If this happens, and the Supreme Court seems willing to examine the issue, the proportion of Christians in the population will rise significantly. If there were very few undeclared Christians among the SCs, there would be no demand for their inclusion in quota benefits.

Thus, anti-Hindu groups want it both ways: they will use caste discrimination in Hinduism to demonise the faith and demoralise its members even while indirectly accepting that even after conversions Dalit Muslims and Christians are not equals in their own faiths.

A significant proportion of the remaining population counted as Hindu may not be Hindu at all, since atheists and Hindu baiters (from communists to Dravidian activists to converted people who retain their Hindu-sounding names) are still counted as part of the majority community. The Census figures are thus open to serious challenge.

In any case, the real way to see the Hindu majority is to check the demographics of the Indian sub-continent, which was once an undivided entity. But borders continue to remain porous, especially on the Bangladesh side.

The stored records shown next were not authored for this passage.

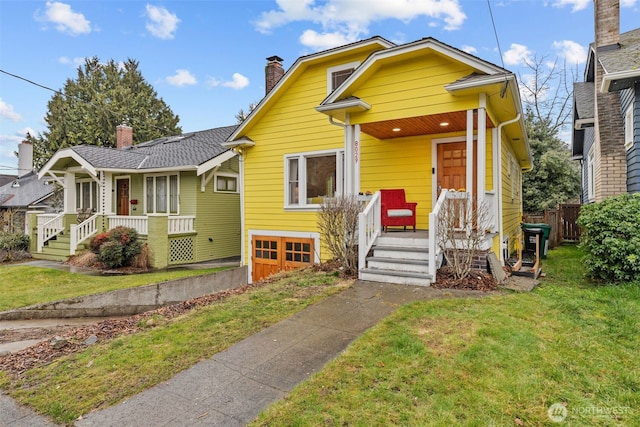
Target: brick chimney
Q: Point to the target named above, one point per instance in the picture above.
(273, 72)
(607, 22)
(25, 158)
(610, 167)
(124, 136)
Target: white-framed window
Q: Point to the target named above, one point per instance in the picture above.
(226, 183)
(87, 194)
(338, 74)
(162, 194)
(628, 128)
(312, 177)
(591, 174)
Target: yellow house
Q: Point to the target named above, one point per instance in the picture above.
(371, 115)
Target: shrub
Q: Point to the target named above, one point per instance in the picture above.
(118, 248)
(97, 241)
(14, 242)
(611, 238)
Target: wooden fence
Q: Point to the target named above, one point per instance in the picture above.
(563, 222)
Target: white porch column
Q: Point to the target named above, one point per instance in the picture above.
(470, 155)
(106, 193)
(69, 192)
(482, 148)
(357, 151)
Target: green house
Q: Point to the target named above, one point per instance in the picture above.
(181, 193)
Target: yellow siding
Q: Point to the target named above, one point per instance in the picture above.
(413, 89)
(511, 197)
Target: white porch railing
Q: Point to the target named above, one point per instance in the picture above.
(369, 225)
(175, 224)
(81, 232)
(138, 223)
(181, 224)
(434, 249)
(49, 226)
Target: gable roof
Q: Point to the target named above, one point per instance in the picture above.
(187, 151)
(297, 67)
(31, 190)
(621, 63)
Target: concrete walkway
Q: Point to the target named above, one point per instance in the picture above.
(234, 386)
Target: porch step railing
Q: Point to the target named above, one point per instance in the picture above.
(138, 223)
(175, 224)
(81, 232)
(49, 226)
(181, 224)
(369, 226)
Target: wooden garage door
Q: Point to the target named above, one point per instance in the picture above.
(272, 254)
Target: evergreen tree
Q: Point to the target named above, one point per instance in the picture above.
(103, 96)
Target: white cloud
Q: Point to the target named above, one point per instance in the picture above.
(76, 62)
(323, 41)
(65, 19)
(469, 49)
(162, 23)
(576, 5)
(517, 54)
(182, 78)
(238, 82)
(6, 111)
(346, 21)
(571, 51)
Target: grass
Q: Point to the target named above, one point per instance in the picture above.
(109, 372)
(495, 361)
(24, 285)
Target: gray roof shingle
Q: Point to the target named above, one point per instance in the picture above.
(190, 149)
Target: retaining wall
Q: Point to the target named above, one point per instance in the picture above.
(126, 302)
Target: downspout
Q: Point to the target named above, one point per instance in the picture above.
(499, 195)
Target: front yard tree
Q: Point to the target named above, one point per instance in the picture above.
(555, 178)
(101, 97)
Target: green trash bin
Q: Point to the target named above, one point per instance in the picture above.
(546, 232)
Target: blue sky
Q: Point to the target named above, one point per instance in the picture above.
(206, 58)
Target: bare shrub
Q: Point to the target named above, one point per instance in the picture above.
(462, 226)
(338, 223)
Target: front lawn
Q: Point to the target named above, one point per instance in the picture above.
(110, 371)
(24, 285)
(569, 345)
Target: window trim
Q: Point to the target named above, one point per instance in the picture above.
(225, 176)
(168, 201)
(302, 178)
(628, 128)
(92, 197)
(332, 70)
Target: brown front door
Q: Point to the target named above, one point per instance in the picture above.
(271, 254)
(452, 166)
(122, 196)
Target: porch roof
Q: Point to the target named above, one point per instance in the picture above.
(186, 151)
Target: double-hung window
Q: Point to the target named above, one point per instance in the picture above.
(312, 177)
(162, 194)
(87, 195)
(628, 128)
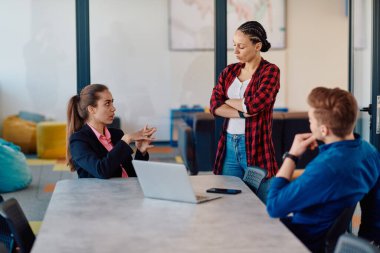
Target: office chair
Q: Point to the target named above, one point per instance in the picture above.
(23, 235)
(255, 178)
(339, 227)
(351, 244)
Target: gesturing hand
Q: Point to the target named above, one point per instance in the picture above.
(144, 134)
(144, 144)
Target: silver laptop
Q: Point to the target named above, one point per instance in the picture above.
(168, 181)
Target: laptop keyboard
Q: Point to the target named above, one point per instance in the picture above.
(199, 197)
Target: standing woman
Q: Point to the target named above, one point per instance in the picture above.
(94, 150)
(244, 96)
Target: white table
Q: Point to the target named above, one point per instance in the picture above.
(93, 215)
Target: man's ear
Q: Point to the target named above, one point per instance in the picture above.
(324, 130)
(90, 109)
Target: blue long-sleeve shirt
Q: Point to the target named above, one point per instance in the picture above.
(338, 177)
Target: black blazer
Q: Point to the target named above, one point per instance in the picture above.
(91, 159)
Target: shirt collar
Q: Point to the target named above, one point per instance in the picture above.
(99, 135)
(338, 144)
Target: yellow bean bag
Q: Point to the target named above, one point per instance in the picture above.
(51, 140)
(20, 132)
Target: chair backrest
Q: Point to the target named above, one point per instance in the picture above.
(339, 227)
(11, 211)
(253, 177)
(3, 249)
(351, 244)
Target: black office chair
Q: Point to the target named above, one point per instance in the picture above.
(24, 237)
(340, 226)
(351, 244)
(256, 180)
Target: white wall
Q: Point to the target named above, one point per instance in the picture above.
(129, 53)
(37, 57)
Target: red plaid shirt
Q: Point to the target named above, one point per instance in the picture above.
(259, 99)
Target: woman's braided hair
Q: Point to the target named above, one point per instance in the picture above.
(256, 33)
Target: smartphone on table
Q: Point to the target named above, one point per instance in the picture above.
(223, 190)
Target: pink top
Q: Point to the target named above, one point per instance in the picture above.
(105, 140)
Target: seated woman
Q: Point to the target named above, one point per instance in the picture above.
(94, 150)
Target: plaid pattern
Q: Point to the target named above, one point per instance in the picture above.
(260, 96)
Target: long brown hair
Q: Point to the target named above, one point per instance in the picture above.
(77, 113)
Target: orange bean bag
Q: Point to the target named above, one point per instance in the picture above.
(20, 132)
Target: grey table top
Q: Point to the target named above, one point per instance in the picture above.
(92, 215)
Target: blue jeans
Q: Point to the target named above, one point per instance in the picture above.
(235, 160)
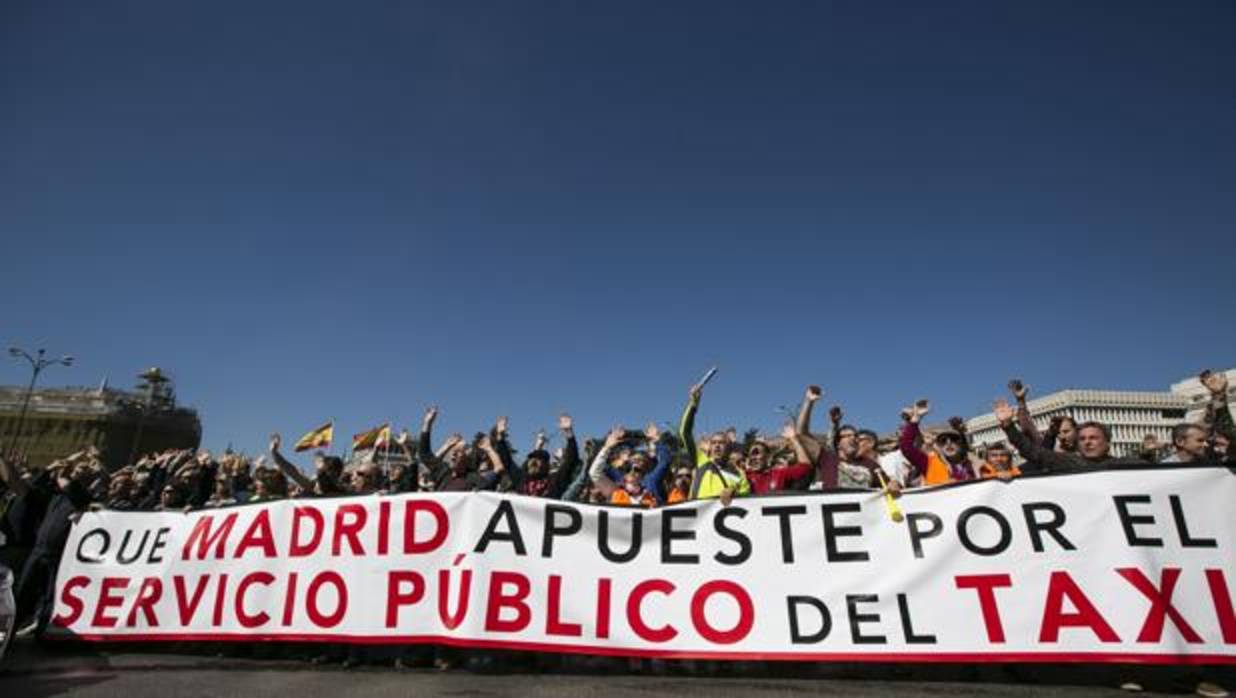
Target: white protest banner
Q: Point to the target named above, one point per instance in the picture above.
(1124, 565)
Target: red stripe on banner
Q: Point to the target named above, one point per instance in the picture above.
(920, 657)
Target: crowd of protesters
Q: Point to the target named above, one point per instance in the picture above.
(645, 467)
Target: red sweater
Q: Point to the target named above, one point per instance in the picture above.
(778, 477)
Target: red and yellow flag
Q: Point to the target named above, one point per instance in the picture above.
(375, 437)
(319, 437)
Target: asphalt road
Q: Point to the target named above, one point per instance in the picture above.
(35, 672)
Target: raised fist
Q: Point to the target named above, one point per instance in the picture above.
(1214, 382)
(1004, 412)
(1019, 389)
(614, 436)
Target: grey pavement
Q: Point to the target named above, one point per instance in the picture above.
(36, 672)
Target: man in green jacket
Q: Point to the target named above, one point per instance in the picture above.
(715, 477)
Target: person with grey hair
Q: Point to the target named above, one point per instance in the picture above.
(1094, 446)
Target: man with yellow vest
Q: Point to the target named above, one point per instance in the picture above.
(715, 477)
(637, 486)
(947, 461)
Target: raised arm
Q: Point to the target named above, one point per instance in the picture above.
(502, 446)
(289, 470)
(795, 439)
(651, 482)
(914, 455)
(808, 403)
(570, 457)
(597, 470)
(1020, 393)
(686, 426)
(1218, 415)
(10, 477)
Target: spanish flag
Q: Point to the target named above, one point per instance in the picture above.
(319, 437)
(372, 439)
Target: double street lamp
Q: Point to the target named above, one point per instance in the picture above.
(37, 363)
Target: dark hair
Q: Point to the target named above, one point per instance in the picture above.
(1183, 429)
(1099, 425)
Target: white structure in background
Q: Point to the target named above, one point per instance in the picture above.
(1130, 414)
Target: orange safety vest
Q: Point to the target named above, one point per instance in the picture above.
(937, 471)
(986, 471)
(621, 497)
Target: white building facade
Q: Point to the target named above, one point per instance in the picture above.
(1131, 414)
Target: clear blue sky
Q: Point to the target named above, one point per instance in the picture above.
(313, 209)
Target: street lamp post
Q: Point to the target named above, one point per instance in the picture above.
(37, 363)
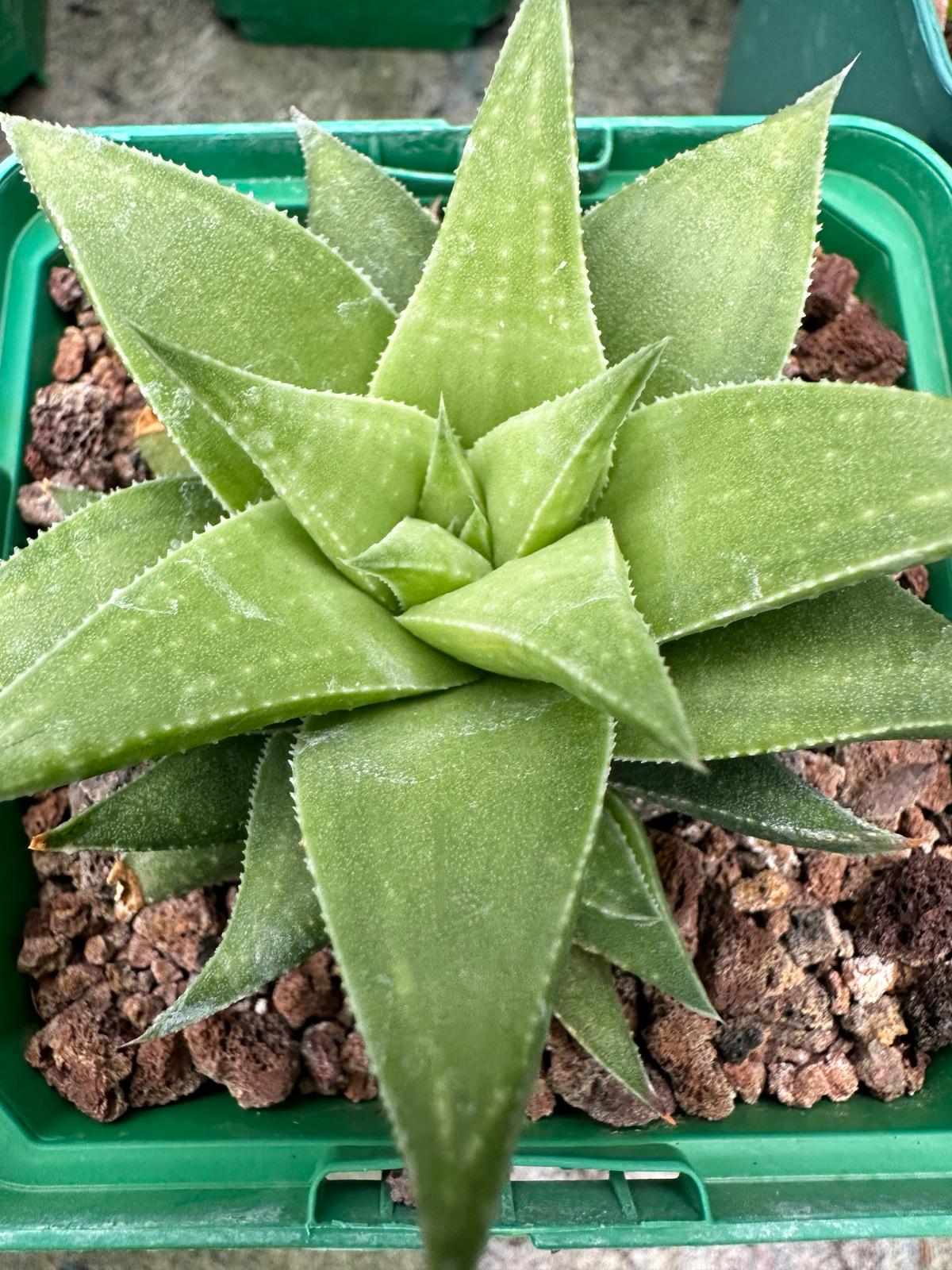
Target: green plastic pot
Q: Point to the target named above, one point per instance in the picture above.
(203, 1172)
(22, 33)
(903, 74)
(363, 23)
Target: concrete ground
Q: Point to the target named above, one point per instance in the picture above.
(152, 61)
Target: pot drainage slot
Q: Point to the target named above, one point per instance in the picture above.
(533, 1198)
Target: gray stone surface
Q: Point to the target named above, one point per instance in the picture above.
(520, 1255)
(152, 61)
(149, 61)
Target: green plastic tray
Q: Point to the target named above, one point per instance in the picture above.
(207, 1174)
(363, 23)
(904, 74)
(22, 32)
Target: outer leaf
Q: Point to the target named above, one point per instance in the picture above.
(651, 950)
(740, 499)
(451, 492)
(276, 921)
(447, 840)
(562, 615)
(63, 575)
(715, 249)
(163, 455)
(146, 876)
(615, 882)
(758, 795)
(501, 319)
(70, 498)
(869, 660)
(366, 215)
(271, 629)
(349, 468)
(211, 257)
(419, 560)
(588, 1006)
(194, 799)
(539, 469)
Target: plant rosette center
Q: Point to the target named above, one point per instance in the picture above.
(469, 533)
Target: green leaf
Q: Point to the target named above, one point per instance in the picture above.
(451, 492)
(194, 799)
(867, 662)
(565, 616)
(366, 215)
(226, 276)
(70, 499)
(163, 455)
(476, 533)
(539, 469)
(615, 882)
(276, 922)
(501, 319)
(243, 626)
(447, 840)
(63, 575)
(615, 926)
(714, 249)
(740, 499)
(758, 795)
(588, 1007)
(148, 876)
(348, 468)
(420, 560)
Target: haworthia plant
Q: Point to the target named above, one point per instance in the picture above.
(425, 563)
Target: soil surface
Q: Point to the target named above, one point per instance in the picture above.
(831, 973)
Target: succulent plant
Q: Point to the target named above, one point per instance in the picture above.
(393, 638)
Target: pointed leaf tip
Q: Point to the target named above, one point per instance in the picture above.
(420, 560)
(758, 795)
(622, 884)
(450, 489)
(276, 921)
(541, 469)
(348, 491)
(503, 310)
(564, 615)
(366, 215)
(450, 946)
(588, 1007)
(213, 283)
(715, 249)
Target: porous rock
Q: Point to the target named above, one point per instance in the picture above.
(255, 1057)
(79, 1053)
(584, 1083)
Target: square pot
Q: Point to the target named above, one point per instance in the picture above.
(363, 23)
(903, 74)
(203, 1172)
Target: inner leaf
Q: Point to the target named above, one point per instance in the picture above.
(564, 615)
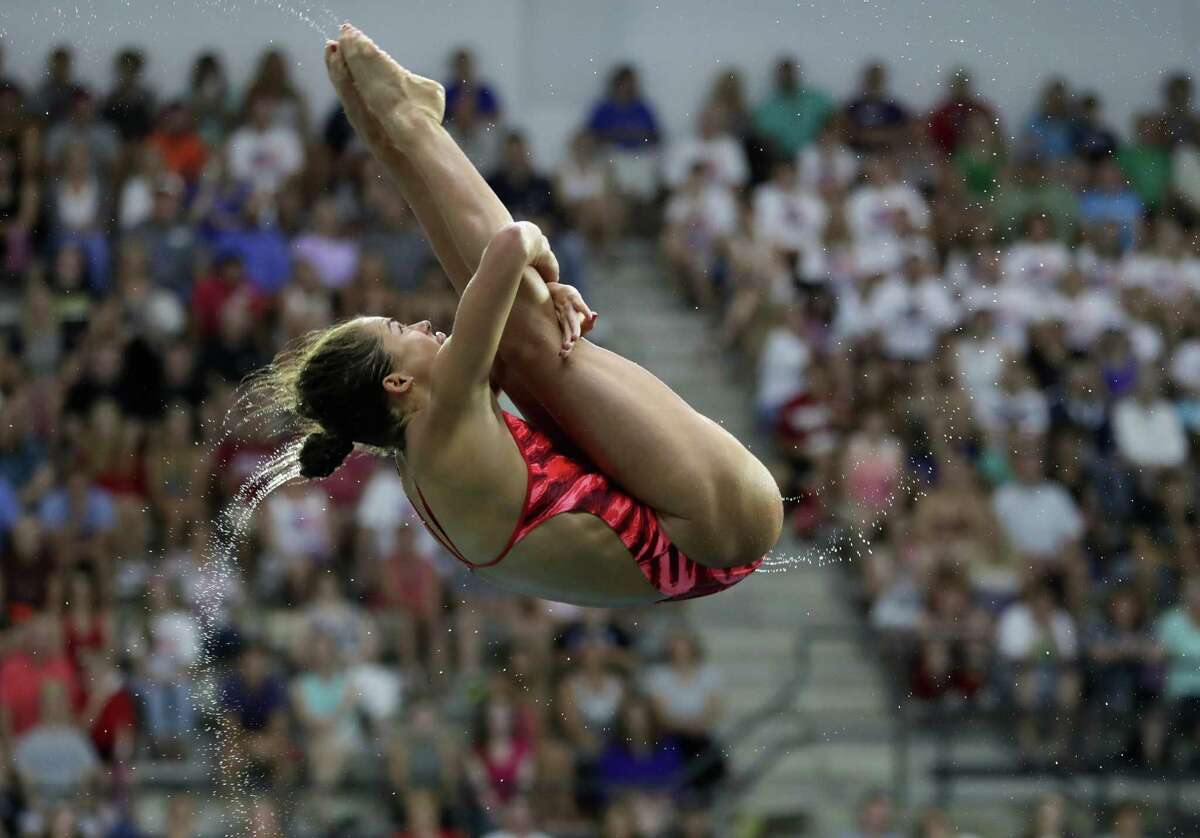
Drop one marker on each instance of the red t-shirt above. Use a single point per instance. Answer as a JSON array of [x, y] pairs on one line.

Taking Pakistan, India and Bangladesh together, Hindus probably constitute no more than 64-65 per cent of the total, and the 79.6 per cent Hindus in India may have been considerably diluted by Muslim influx from Bangladesh, not to speak of conversions within India that remain unreported.

Some media Christian commentators probably understate their numbers in order to prevent a Hindu backlash and check demands for anti-conversion laws. But few people – least of all evangelical groups themselves – believe that Christianity is failing to covert.

The Narendra Modi government should lose no time to hand over state control of temples back to Hindus with a central law. That is the only way to at least give Hindus a reasonable chance of protecting their interests and their demographic majority in the coming decades.

Privatising temples is even more important than privatising public sector enterprises. The former is about protecting the soul of Indic culture; the latter is about filling a hole in the budget.